- Theatrical release poster
- Directed by: Wim Wenders
- Written by: Robert Kramer; Wim Wenders; Joshua Wallace;
- Produced by: Chris Sievernich [de]
- Starring: Patrick Bauchau; Allen Garfield;
- Cinematography: Henri Alekan; Fred Murphy; Martin Schaer;
- Edited by: Peter Przygodda; Barbara Von Weitershausen;
- Music by: Jürgen Knieper
- Distributed by: Gray City (US) Axiom Films (UK and Ireland)
- Release dates: September 1982 (VFF); 18 February 1983 (U.S.);
- Running time: 124 minutes
- Country: West Germany
- Languages: English; French; Portuguese;

= The State of Things (film) =

1982 film

The State of Things (Der Stand der Dinge) is a 1982 West German road film directed by Wim Wenders. It tells the story of a film crew stuck in Portugal after the production runs out of film stock and money. The director travels to Los Angeles in search of his missing producer.

== Plot ==
A film crew in Portugal shoots a black-and-white science fiction film about the survivors on a post-apocalyptic Earth, titled The Survivors. The shooting stops when the production runs out of film stock and money. In an abandoned hotel, the crew waits for money to arrive or a sign from vanished producer Gordon.

As they grow restless and bored, the film depicts some of their philosophical musings and emotional reactions. Director Friedrich Munro finally sets off to find Gordon in Los Angeles.

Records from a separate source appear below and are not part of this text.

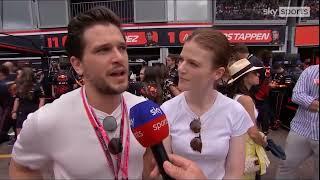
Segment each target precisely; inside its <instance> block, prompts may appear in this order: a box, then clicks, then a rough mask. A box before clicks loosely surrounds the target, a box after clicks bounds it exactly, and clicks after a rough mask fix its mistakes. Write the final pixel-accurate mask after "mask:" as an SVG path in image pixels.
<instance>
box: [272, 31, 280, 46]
mask: <svg viewBox="0 0 320 180" xmlns="http://www.w3.org/2000/svg"><path fill="white" fill-rule="evenodd" d="M271 34H272V42H271V43H272V44H277V45H278V44H280V33H279V31H278V30H272V33H271Z"/></svg>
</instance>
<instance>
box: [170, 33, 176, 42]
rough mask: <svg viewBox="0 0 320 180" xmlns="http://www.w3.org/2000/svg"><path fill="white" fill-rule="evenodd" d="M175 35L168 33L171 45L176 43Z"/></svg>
mask: <svg viewBox="0 0 320 180" xmlns="http://www.w3.org/2000/svg"><path fill="white" fill-rule="evenodd" d="M174 34H175V33H174V32H168V36H169V42H170V43H175V37H174Z"/></svg>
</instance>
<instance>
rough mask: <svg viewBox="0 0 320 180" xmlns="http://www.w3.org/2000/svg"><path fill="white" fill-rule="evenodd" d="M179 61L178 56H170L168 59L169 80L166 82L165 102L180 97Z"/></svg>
mask: <svg viewBox="0 0 320 180" xmlns="http://www.w3.org/2000/svg"><path fill="white" fill-rule="evenodd" d="M178 60H179V55H176V54H169V55H168V57H166V66H167V69H168V71H167V72H168V75H167V78H166V79H165V81H164V88H163V91H164V98H165V101H167V100H170V99H171V98H173V97H175V96H177V95H179V94H180V93H181V91H180V89H179V88H178V81H179V75H178V66H177V62H178Z"/></svg>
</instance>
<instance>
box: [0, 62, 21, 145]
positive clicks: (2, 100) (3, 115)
mask: <svg viewBox="0 0 320 180" xmlns="http://www.w3.org/2000/svg"><path fill="white" fill-rule="evenodd" d="M6 64H7V66H5V65H1V67H0V69H1V70H0V71H1V73H0V81H1V82H2V83H1V84H2V87H1V88H2V90H1V91H2V96H3V98H2V100H1V101H2V102H1V104H2V106H3V112H2V114H1V116H2V120H1V121H0V131H1V133H0V139H3V140H0V141H6V140H7V139H8V132H9V131H10V128H12V129H13V131H14V132H15V133H14V135H15V136H14V137H13V138H12V139H11V140H10V142H9V143H8V145H13V144H14V142H15V140H16V137H17V132H16V122H15V120H13V119H12V118H11V111H12V107H13V103H14V99H15V95H16V84H15V81H14V80H12V78H13V76H10V71H9V68H8V65H10V64H12V63H11V62H7V63H6ZM11 75H12V74H11ZM15 76H16V75H14V77H15Z"/></svg>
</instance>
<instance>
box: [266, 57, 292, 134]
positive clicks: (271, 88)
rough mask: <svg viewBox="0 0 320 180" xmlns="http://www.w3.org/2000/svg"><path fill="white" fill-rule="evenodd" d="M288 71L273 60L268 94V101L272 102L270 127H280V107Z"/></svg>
mask: <svg viewBox="0 0 320 180" xmlns="http://www.w3.org/2000/svg"><path fill="white" fill-rule="evenodd" d="M287 77H288V73H287V72H286V70H285V69H284V68H283V65H282V64H281V63H280V62H274V63H273V65H272V70H271V78H272V82H271V84H272V86H271V90H270V94H269V98H270V102H271V104H273V105H274V106H273V108H272V109H273V114H274V116H273V119H271V121H270V125H269V126H270V128H271V129H272V130H277V129H279V128H280V125H281V121H280V113H281V109H282V104H283V99H284V96H285V95H286V90H287V85H286V78H287Z"/></svg>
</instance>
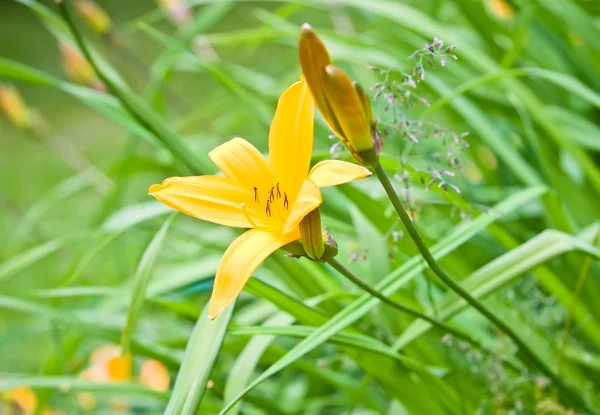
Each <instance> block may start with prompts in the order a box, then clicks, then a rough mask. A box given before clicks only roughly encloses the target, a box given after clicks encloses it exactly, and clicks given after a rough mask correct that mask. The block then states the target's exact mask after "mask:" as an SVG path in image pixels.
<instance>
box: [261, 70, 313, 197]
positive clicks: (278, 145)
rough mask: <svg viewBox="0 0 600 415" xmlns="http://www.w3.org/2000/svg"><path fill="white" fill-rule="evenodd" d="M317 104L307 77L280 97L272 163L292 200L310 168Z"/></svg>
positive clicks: (297, 192)
mask: <svg viewBox="0 0 600 415" xmlns="http://www.w3.org/2000/svg"><path fill="white" fill-rule="evenodd" d="M314 115H315V107H314V101H313V98H312V96H311V95H310V91H309V90H308V85H307V84H306V82H305V81H304V80H302V81H299V82H296V83H295V84H293V85H292V86H290V87H289V88H288V89H287V90H286V91H285V92H284V93H283V94H282V95H281V97H280V98H279V102H278V104H277V110H276V111H275V117H274V118H273V122H272V123H271V129H270V131H269V163H270V165H271V168H272V170H273V172H274V174H275V177H277V180H278V181H280V182H281V184H282V186H283V187H284V188H285V189H286V190H287V192H288V194H289V195H290V196H291V199H294V198H295V197H296V194H297V193H298V190H300V186H302V182H303V181H304V180H305V179H306V175H307V173H308V169H309V167H310V157H311V153H312V147H313V136H314Z"/></svg>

Gordon hides in a mobile home because of money he owes to the Mafia.

== Filming ==
The film emerged during the production of Wenders' 1981 Hammett for Francis Ford Coppola. Coppola interrupted the shooting to have the screenplay re-written. Wenders returned to Europe for an intermediate film project, which was not realized in the end. He then went to Portugal to help out director Raúl Ruiz with film stock during the making of his film The Territory (1981). Wenders hired much of the cast and crew to make The State of Things, including lead cinematographer Henri Alekan, the noted photographer of Jean Cocteau's 1946 motion picture Beauty and the Beast. After completing the filming in Portugal, Wenders flew to Los Angeles to shoot the final scenes before continuing work on Hammett.

== Background info ==
The State of Things bears many references to other movies and movie makers. Fictitious director Friedrich Munro's name is an homage to silent film director Friedrich Murnau. The name of his cameraman Joe Corby is an anagram of Joe Biroc. Other film makers and films referred to are Fritz Lang, The Searchers, Body and Soul, Thieves' Highway, He Ran All the Way and They Drive by Night.

The soundtrack includes original music from Jürgen Knieper, as well as tracks from Joe Ely, X and The Del-Byzanteens. Jim Jarmusch was a then member of The Del-Byzanteens which often leads to the misinformation that Jarmusch co-wrote the music score. Leftover film stock from The State of Things was later used on the first third of Jarmusch's 1984 black-and-white film Stranger Than Paradise.

Although the film The Survivors, which the crew is shooting during the opening of The State of Things, was repeatedly called a remake of either Day the World Ended or Most Dangerous Man Alive by reviewers and encyclopaedia, it bears no close resemblance to either except for the post-apocalyptic scenery.

In 1994, Wenders made Lisbon Story, in which the fictitious film director in The State of Things, Friedrich Munro (played again by Bauchau), reappears under the name Friedrich Monroe, having expatriated to Portugal.

== Awards ==
The film won the Golden Lion at the Venice Film Festival of 1982. In 1983, it won the German Film Award in Gold for Cinematography and in Silver for Best Fiction Film.